Laurent Berger : "Il ne doit pas y avoir de baisse d'indemnisation pour le salarié qui subit le chômage partiel"

Laurent Berger : "Il ne doit pas y avoir de baisse d'indemnisation pour le salarié qui subit le chômage partiel"
Politique

INTERVIEW - Le secrétaire général de la CFDT était l'invité d'Elizabeth Martichoux ce jeudi matin sur LCI. A quelques heures des annonces d'Edouard Philippe sur la phase 2 du déconfinement, il s'est notamment exprimé sur le devenir du système d’indemnisation du chômage partiel.

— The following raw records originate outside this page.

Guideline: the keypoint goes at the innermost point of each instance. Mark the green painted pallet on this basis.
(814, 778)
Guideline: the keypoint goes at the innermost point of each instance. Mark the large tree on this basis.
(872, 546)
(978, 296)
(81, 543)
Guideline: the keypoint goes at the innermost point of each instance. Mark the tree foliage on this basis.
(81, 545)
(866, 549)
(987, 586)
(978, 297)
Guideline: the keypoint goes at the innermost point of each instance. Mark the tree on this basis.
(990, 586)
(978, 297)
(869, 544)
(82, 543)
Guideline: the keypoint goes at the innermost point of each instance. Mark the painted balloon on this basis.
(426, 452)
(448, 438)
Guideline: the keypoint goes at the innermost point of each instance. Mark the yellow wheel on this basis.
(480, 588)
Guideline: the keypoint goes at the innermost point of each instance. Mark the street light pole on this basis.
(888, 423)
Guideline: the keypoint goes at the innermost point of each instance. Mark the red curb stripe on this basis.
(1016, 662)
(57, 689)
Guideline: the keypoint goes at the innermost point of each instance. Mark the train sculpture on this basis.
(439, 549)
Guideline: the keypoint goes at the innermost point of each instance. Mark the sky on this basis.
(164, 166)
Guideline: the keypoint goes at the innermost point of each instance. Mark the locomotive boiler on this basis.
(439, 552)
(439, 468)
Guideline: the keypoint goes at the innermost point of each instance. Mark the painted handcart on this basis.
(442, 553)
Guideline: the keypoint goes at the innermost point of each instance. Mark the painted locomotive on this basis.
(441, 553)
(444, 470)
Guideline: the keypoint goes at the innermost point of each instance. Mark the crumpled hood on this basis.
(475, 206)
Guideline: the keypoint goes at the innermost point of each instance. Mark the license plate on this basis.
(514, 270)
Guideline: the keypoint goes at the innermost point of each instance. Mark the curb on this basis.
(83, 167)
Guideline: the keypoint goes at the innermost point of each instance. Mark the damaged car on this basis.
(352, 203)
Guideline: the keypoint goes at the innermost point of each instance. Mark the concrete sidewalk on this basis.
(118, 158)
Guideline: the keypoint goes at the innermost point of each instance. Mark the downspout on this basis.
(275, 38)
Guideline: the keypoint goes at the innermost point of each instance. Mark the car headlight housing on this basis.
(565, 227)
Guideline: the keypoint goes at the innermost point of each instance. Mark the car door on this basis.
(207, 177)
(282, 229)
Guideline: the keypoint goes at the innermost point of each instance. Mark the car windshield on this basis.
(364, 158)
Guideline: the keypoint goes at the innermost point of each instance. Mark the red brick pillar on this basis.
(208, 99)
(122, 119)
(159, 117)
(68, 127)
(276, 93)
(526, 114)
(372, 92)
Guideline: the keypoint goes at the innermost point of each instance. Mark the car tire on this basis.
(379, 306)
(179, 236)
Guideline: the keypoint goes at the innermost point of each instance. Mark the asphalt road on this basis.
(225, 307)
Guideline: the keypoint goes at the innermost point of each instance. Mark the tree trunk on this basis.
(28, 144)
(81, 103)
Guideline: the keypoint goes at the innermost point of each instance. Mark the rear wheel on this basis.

"Il est de temps de voir comment on fait autrement, mais il faut faire attention de ne ne pas alléger trop rapidement".  A quelques heures des annonces d'Edouard Philippe sur la phase 2 du déconfinement, le secrétaire général de la CFDT Laurent Berger, invité d'Elizabeth Martichoux ce jeudi, s'est notamment exprimé sur le devenir du système d’indemnisation du chômage partiel.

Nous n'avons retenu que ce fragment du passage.